Indonesia Jadi Eksportir Sawit Terbesar Dunia, Ada Dampak Lingkungan?
- id.pinterest.com
Cianjur – Indonesia memang patut bangga jadi eksportir minyak sawit terbesar di dunia.
Dengan produksi 47 juta ton pada 2023, kita menyumbang 54 persen dari ekspor global minyak sawit. Industri ini juga menyerap lebih dari 16,2 juta tenaga kerja.
Tapi di balik kesuksesan ini, ada harga yang harus kita bayar. Sejak tahun 1990-an, luas perkebunan sawit kita meningkat drastis dari 1,2 juta hektar jadi lebih dari 16 juta hektar. Akibatnya, kita kehilangan hampir 25 juta hektar hutan.
Industri sawit Indonesia memang menguntungkan secara ekonomi, tapi dampak lingkungannya sangat mengkhawatirkan. Mari kita bahas lebih dalam tentang dilema perkebunan sawit di tanah air.
Korban Lingkungan yang Mengkhawatirkan
Perkebunan sawit telah mengancam keanekaragaman hayati Indonesia secara serius.

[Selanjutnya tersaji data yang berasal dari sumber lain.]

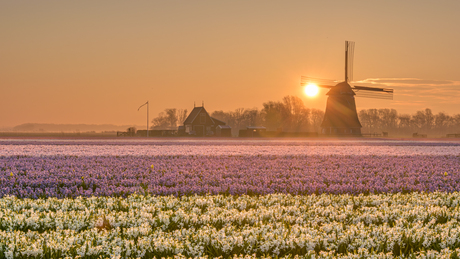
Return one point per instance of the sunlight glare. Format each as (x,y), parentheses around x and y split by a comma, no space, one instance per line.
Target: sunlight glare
(311,90)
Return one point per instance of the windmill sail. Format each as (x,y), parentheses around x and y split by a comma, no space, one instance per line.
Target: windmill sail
(341,117)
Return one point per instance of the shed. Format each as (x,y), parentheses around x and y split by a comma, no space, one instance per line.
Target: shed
(223,131)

Populasi orangutan dan harimau Sumatera terus menurun karena habitat mereka diubah jadi ladang kelapa sawit. Ini adalah tragedi lingkungan yang tidak bisa kita abaikan.
Sekitar 600 perusahaan perkebunan beroperasi di kawasan hutan, termasuk area konservasi.
Praktik ini jelas melanggar prinsip pelestarian lingkungan yang seharusnya kita jaga.
Masyarakat Adat Terpinggirkan
Ekspansi perkebunan sawit juga berdampak pada masyarakat adat dan lokal. Banyak tanah adat yang diubah jadi ladang monokultur tanpa persetujuan yang tepat.
Masyarakat yang sudah turun-temurun hidup di hutan harus rela kehilangan tanah leluhur mereka.
Pencemaran sungai akibat limbah pabrik kelapa sawit juga mengancam sumber air bersih masyarakat. Ini jadi masalah serius yang mempengaruhi kehidupan sehari-hari mereka.
Kontribusi pada Perubahan Iklim
Industri minyak sawit Indonesia ternyata menyumbang hingga 31 persen dari total emisi gas rumah kaca negara kita.
Pengeringan lahan gambut untuk perkebunan sawit meningkatkan risiko kebakaran hutan yang berkontribusi pada perubahan iklim global.
Kebakaran hutan akibat pembukaan lahan sawit tidak hanya merugikan Indonesia, tapi juga negara tetangga seperti Malaysia dan Singapura.
Upaya Regulasi Masih Lemah
Meski ada upaya memperketat regulasi dan standar keberlanjutan, laju penggundulan hutan kembali meningkat di 2023. Tekanan ekonomi mendorong perusahaan kembali menggunakan metode merusak demi keuntungan cepat.
Hanya sekitar 19 persen dari total perkebunan sawit yang memenuhi standar ramah lingkungan. Ini menunjukkan masih banyak pekerjaan rumah yang harus diselesaikan.